Left alone, Dally finds herself speaking to a "young man" who will remain
nameless (349). As we wait for something spoken, she thinks of the past,
then of the shopping expedition, "the juvenile rag Katie had all but forced
her into buying": a self-conscious moment that leads to her thinking of
"that near-supernatural moment" in the store when she thought she saw Erlys.
She sees his youth, "turned out almost too quietly, as if to advertise his
inexperience", which in turn reminds her of her own "inexperience": he is a
somewhat ghostly figure, who then disappears without warning. She has gone
from acceptance at the door to the possibility of rejection here, the result
of, as she sees it, her dress: she has effectively seen herself in the young
man. Following the sound of the music she then sees, "[u]p by the bandstand,
a good-looking older man in the usual magician's outfit ." (350); and is
then accosted by "one Chinchito, a jumped-up circus midget", whom she can
deal with quite competently. She knows of him by reputation, and recognises
him: he is named in the text whereas the young man must remain anonymous.
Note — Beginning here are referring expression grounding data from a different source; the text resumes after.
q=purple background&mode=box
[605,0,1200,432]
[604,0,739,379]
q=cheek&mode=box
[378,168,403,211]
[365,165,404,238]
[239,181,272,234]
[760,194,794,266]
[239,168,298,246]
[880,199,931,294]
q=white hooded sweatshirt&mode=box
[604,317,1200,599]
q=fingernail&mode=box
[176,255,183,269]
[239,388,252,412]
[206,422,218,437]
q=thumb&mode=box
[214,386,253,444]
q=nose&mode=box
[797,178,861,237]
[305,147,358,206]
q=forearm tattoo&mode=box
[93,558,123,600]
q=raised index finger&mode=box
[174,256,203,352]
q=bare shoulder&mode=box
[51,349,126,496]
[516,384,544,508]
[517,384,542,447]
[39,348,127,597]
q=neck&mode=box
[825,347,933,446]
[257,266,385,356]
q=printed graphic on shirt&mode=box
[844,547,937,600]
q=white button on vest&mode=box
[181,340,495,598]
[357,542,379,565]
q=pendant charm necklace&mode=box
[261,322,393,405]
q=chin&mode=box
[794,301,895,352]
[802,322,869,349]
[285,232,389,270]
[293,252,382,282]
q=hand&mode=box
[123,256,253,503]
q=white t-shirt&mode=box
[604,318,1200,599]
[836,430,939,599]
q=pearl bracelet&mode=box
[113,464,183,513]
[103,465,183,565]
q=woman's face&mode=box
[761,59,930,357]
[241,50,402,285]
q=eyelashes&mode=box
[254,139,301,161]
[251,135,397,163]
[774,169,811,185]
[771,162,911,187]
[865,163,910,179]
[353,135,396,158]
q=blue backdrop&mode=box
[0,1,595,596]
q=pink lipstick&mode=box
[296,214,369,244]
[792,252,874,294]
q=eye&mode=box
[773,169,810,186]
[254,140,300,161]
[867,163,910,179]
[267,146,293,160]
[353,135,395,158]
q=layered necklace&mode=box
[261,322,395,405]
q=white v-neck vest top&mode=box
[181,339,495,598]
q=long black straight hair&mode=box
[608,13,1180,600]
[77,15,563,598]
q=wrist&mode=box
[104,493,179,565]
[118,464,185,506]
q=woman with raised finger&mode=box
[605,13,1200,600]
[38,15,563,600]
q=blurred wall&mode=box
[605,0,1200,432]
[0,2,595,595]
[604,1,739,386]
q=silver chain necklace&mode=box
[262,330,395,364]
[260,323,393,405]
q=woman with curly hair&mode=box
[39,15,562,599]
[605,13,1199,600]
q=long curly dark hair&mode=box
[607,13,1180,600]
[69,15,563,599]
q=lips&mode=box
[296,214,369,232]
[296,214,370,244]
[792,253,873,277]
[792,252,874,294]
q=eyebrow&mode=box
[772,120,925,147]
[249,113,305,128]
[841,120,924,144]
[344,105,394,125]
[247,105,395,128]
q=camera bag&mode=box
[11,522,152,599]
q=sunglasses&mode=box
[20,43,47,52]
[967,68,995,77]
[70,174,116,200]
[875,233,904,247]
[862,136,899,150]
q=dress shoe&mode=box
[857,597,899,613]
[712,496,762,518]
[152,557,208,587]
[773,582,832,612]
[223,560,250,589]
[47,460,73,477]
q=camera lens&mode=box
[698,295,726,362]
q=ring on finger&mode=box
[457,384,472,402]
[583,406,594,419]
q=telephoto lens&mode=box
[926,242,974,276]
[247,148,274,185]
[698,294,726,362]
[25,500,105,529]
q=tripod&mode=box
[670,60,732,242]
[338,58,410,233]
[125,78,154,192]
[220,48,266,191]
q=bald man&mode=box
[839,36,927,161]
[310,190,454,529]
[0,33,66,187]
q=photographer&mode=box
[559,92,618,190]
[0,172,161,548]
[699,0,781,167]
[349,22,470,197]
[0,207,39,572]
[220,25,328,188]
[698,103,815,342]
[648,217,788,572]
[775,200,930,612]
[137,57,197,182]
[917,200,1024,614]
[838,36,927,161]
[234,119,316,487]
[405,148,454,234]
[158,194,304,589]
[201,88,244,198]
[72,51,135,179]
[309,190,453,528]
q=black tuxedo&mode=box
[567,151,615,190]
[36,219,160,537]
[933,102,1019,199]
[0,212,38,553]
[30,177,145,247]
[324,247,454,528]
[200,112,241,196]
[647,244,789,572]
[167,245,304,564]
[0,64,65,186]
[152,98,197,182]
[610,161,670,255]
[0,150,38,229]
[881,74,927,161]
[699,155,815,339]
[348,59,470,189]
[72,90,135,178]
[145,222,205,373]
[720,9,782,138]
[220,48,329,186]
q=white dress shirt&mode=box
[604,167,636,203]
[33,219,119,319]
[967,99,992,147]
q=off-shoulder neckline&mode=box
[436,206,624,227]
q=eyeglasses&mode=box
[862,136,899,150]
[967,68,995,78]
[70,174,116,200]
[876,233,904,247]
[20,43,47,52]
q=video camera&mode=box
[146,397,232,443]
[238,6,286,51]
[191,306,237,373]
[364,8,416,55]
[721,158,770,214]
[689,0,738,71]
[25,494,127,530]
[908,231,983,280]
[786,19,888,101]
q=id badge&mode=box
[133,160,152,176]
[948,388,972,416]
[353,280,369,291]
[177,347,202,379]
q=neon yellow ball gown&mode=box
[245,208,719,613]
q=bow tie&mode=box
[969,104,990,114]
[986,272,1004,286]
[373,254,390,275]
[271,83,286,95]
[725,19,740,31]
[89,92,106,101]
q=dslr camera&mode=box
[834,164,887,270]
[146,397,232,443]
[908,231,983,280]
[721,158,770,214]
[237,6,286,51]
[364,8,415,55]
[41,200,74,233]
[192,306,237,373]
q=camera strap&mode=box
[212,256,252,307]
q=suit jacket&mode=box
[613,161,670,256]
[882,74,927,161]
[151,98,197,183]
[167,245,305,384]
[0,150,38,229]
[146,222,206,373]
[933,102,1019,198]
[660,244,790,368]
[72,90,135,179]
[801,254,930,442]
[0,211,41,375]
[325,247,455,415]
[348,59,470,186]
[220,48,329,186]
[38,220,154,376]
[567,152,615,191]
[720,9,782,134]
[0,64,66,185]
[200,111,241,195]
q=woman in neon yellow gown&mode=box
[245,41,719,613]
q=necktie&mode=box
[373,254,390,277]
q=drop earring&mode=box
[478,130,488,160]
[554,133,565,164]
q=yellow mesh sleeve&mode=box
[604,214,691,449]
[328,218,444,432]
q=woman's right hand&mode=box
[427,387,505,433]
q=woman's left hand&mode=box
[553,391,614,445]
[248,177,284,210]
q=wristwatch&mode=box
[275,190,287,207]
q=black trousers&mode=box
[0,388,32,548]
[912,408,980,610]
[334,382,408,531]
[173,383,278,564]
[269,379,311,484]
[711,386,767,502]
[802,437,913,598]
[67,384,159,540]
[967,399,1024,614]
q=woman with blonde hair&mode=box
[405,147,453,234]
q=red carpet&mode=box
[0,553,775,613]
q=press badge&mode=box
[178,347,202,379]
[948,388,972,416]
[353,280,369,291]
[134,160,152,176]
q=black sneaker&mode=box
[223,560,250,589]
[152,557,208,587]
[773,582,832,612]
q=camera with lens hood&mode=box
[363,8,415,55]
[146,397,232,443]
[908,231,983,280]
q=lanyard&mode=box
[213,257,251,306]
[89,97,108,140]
Chinchito is a referent who takes her out of the party, to a world she is
more comfortable in: the young man is also a referent, but one who reminds
her of her younger self "in towns passed through long ago" (349). When
meeting Katie she places her in Chillicothe, Ohio: "I've been through there
a couple of times" (337). Hence her past remains as baggage, the
past-in-the-present: cf. her first view of the Chicago cityscape, "the
conglomeration of architectural styles" that give away its history (336).
The young man and ChinChito are similarly juxtaposed: one apparently
sexually experienced, the other apparently not, one commenting on her dress
("Nice outfit", 350), the other inspiring Dally's imagination to an
uncomplimentary judgement ("juvenile rag").